Business

Home sales are falling fast, but the problem isn’t with record high prices

Realtors say: blame it on the sunshine

AP Photo/Ted S. Warren

Across Canada the housing market took a beating in July, but the only thing more prevalent than the “for sale” signs gathering dust everywhere were excuses for why buyers have suddenly vanished.

In Toronto, July sales fell 34 per cent. They were down by 42 per cent in Calgary. And in Vancouver and the lower mainland sales plunged by around 45 per cent. If those watching the housing market thought sky-high prices were to blame, though, realtors were quick to correct them.
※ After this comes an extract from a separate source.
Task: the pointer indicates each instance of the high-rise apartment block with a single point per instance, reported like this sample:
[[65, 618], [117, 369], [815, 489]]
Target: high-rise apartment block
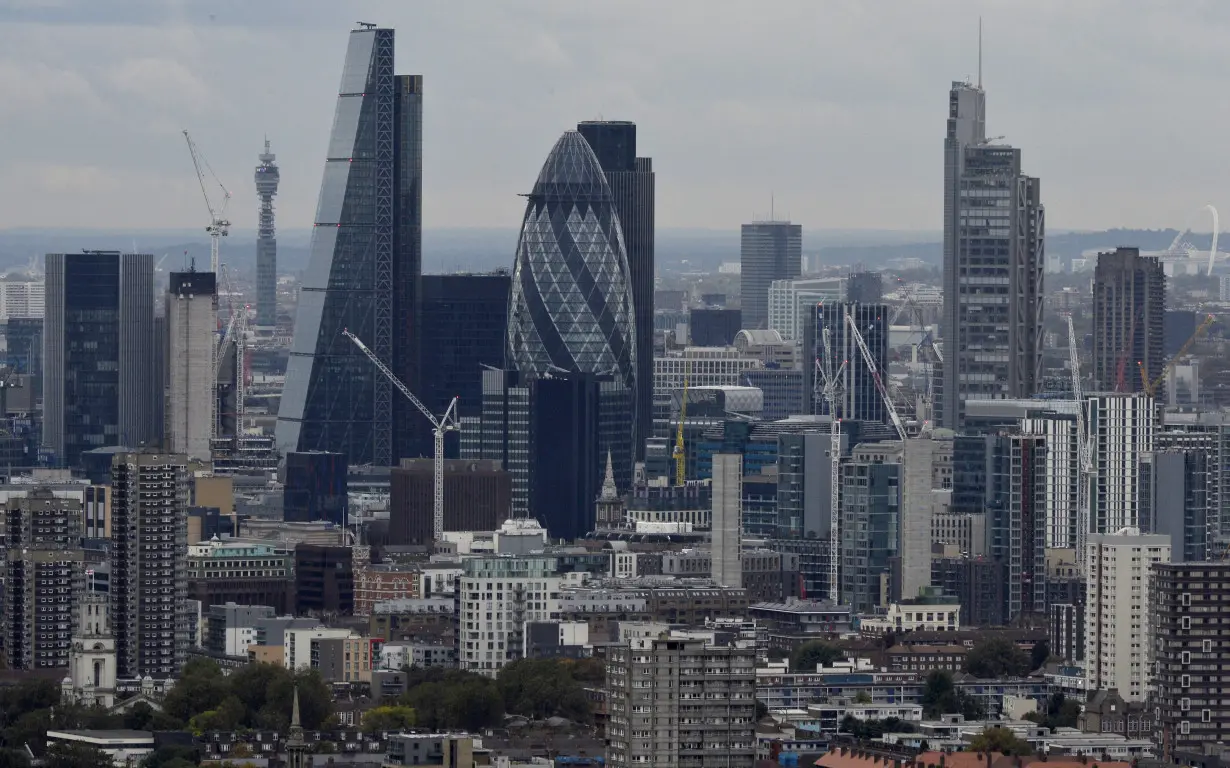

The Fraser Valley Real Estate Board said “beautiful weather” across B.C.’s lower mainland last month kept buyers away. That was apparently also the case in Winnipeg, where sales fell 13 per cent from the year before. “With the weather way better than last July—and maybe people thinking more about some sun, sand and surf rather than listing and selling—the numbers don’t look all that bad,” the city’s real estate board said. It wasn’t just Mother Nature conspiring to cool the market. Many realtors blamed rising interest rates for the slowdown. Meanwhile, realtors in Calgary said sales fell because the province is “lagging” the rest of the country in its recovery, despite the fact Alberta has the third-lowest unemployment rate in Canada.

But in the eyes of realtors in B.C. and Ontario, the biggest culprit by far was the new Harmonized Sales Tax, introduced at the start of July. A Royal LePage survey of 765 realtors in the two provinces found 46.7 per cent had heard comments from buyers and sellers about the tax, leading it to conclude the HST has done the most damage—despite the fact the HST doesn’t apply to resale homes.
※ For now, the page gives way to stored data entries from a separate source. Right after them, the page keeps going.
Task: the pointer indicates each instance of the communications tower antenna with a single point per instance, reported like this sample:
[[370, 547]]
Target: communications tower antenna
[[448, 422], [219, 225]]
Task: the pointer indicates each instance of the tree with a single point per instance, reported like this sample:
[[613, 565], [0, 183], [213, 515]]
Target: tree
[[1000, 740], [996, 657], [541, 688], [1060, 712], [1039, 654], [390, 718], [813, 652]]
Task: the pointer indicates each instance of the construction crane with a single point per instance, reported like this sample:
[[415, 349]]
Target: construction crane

Even as the Canadian Real Estate Association is forced to backtrack on its sales predictions for 2010—in February it said Canada would end the year up 13.3 per cent, it now says sales will fall 1.2 per cent—the industry has spun the declines as a return to a more balanced market. But with buyers nowhere to be found, and prices still at record highs, chances are it’s going to get a lot harder for realtors to find excuses in the months to come.